Buffett sells Berkshire's newspaper business in rare admission of defeat
Fri, Jan 31, 2020
Warren Buffett, a self-described newspaper "addict," will keep his habit of reading five papers a day, but he's giving up on owning them.
Buffett’s love of newspapers goes way back. He delivered The Washington Post and other DC newspapers as a child, bought a very profitable Post stake for Berkshire in the 1970s, had a close friendship with Post publisher Katherine Graham, and worked closely with the editor of a small Berkshire-owned Omaha weekly that won a Pulitzer Prize in 1973.
But, as you can see in this chronological collection of video clips from CNBC's Warren Buffett Archive, despite his love for newspapers he realized as early as the mid-1990s that the internet posed a severe threat to what had been a great business model.
In 2009, he told shareholders “unending losses” were possible for some newspapers, predicting Berkshire would not buy one “at any price.”
But just a few years later, he changed his mind.
Berkshire bought dozens of small-to-medium sized daily and weekly newspapers, mostly through a $142 million deal with Media General in 2012.
He was betting that since a "local community paper is really indispensable to the people of the community," smaller papers wouldn't be hurt as badly as most big-city dailies.
Berkshire's newspapers wouldn't do much to "move the needle" for overall profits, he predicted, but they would still produce a "decent" rate of return.
And, as his partner Charlie Munger pointed out to him, "You like doing it."
In a 2012 letter to the publishers and editors of Berkshire's newspapers, Buffett pointed out that Berkshire hardly ever sells its businesses. "Berkshire buys for keeps.

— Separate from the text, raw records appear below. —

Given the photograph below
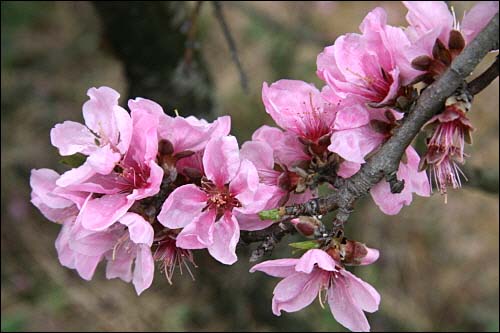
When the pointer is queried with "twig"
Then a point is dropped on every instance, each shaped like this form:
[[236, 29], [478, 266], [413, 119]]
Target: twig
[[483, 80], [232, 45], [483, 179], [191, 34]]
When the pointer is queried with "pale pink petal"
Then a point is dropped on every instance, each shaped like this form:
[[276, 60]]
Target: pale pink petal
[[103, 160], [430, 15], [43, 184], [100, 213], [314, 257], [144, 140], [363, 294], [352, 116], [268, 134], [141, 231], [199, 233], [477, 18], [120, 267], [152, 185], [221, 160], [295, 292], [191, 133], [86, 266], [99, 113], [371, 257], [144, 268], [71, 137], [76, 176], [182, 206], [225, 238], [259, 153], [277, 268], [344, 309]]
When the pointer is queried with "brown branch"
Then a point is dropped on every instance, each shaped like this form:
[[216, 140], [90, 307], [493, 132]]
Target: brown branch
[[219, 14], [385, 162], [483, 80]]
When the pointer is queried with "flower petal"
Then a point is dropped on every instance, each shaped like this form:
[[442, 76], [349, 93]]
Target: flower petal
[[182, 206], [221, 160], [71, 137], [344, 309], [199, 233], [226, 236], [315, 256], [144, 269]]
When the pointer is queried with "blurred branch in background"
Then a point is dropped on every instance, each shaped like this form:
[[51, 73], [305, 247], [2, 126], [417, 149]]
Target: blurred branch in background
[[298, 32], [219, 14], [147, 37], [482, 179]]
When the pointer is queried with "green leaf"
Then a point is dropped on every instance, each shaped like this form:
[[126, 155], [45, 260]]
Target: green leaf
[[74, 160], [306, 245], [272, 214]]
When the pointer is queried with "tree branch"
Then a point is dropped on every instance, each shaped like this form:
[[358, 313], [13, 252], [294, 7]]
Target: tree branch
[[483, 80], [386, 161]]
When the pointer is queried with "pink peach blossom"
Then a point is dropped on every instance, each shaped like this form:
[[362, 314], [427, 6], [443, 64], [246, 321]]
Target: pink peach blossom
[[298, 107], [306, 278], [207, 212]]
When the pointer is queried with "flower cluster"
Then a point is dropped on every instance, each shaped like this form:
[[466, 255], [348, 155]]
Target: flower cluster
[[145, 187]]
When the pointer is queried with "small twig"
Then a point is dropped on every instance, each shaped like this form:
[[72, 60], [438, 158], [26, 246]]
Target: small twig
[[232, 45], [482, 179], [191, 34], [483, 80]]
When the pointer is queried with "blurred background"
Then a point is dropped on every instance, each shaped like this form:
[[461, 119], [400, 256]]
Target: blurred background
[[439, 264]]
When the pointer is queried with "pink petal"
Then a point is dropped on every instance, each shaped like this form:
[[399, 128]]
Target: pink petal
[[199, 233], [371, 256], [152, 185], [86, 266], [259, 153], [71, 137], [225, 238], [352, 116], [144, 140], [344, 308], [268, 134], [103, 160], [182, 206], [76, 176], [477, 18], [43, 184], [141, 231], [295, 292], [363, 294], [430, 15], [100, 213], [120, 267], [143, 269], [277, 268], [315, 256], [99, 113], [221, 160]]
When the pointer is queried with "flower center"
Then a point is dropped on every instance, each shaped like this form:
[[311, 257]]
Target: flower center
[[220, 199]]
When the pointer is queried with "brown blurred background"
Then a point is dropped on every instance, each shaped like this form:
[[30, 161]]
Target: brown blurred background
[[439, 263]]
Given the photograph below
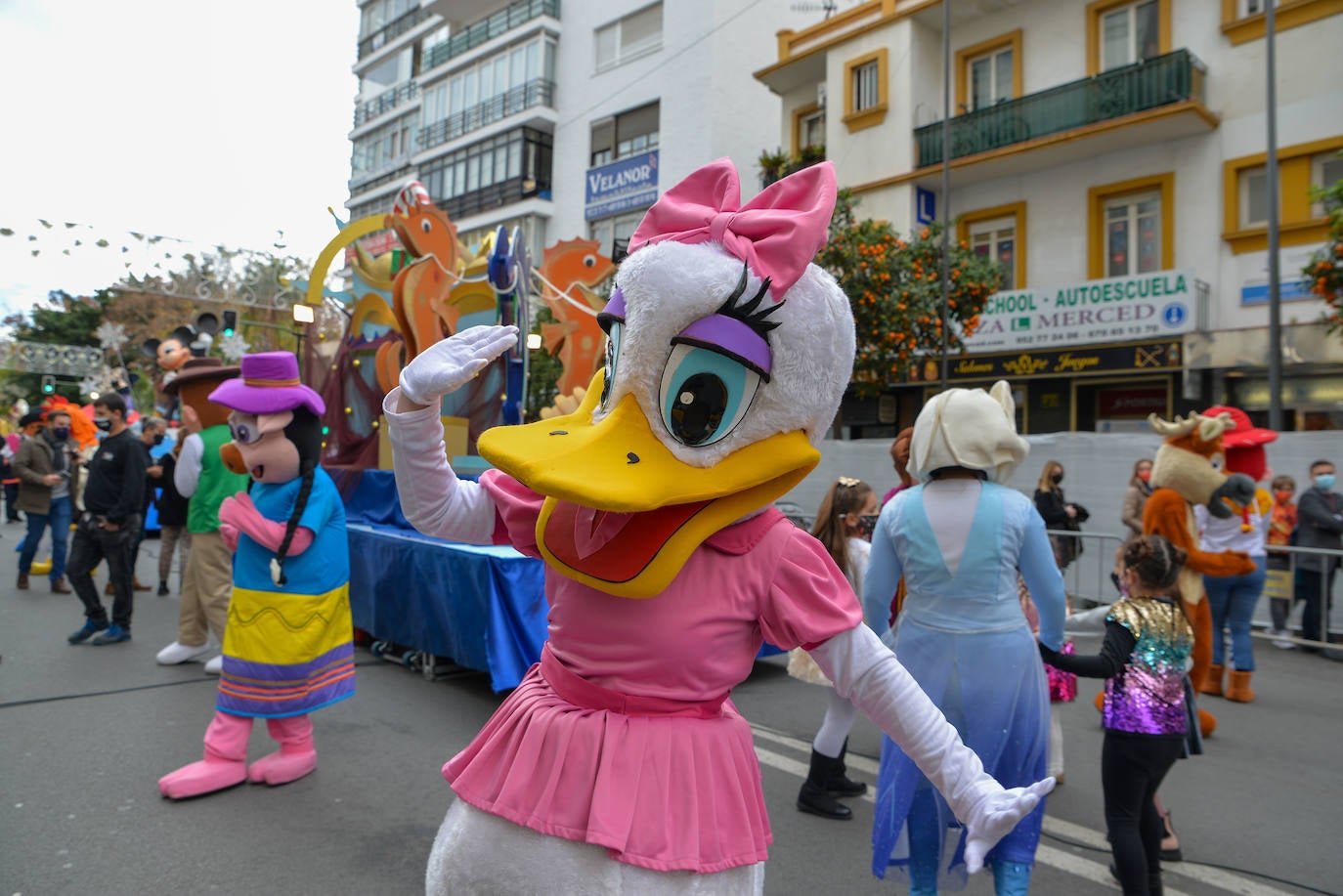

Our only exception to permanent ownership is when a business faces unending losses, a remote prospect for virtually all of our dailies."
Less than eight years later, he'd had enough, although he was quoted in the Lee news release as saying he and Munger had "zero interest" in selling to anyone else because "no organization is more committed to serving the vital role of high-quality local news."
The union representing newsroom journalists at the World-Herald, however, tweeted, "Make no mistake. Lee is short for lousy." It said, "We are blindsided, dismayed and disappointed" because the sale short-circuited its own effort, made with Berkshire's knowledge and approval, to find a local buyer.
The New Republic calls Buffett a "terrible newspaper owner," accusing him of "squandering" the opportunity to "find a model that can sustain meaningful reporting at the local level."
Buffett did find a way to offset some of the losses generated by Berkshire's sale of the newspapers for less than it paid for them.
It's charging Lee interest of 9% a year for a 25-year loan of $576 million to pay for the newspapers its buying from Berkshire and to refinance its long-term debt.
Despite that hefty rate, Lee will save $5 million a year on interest rate costs.
Its stock ended the week with a 69% gain.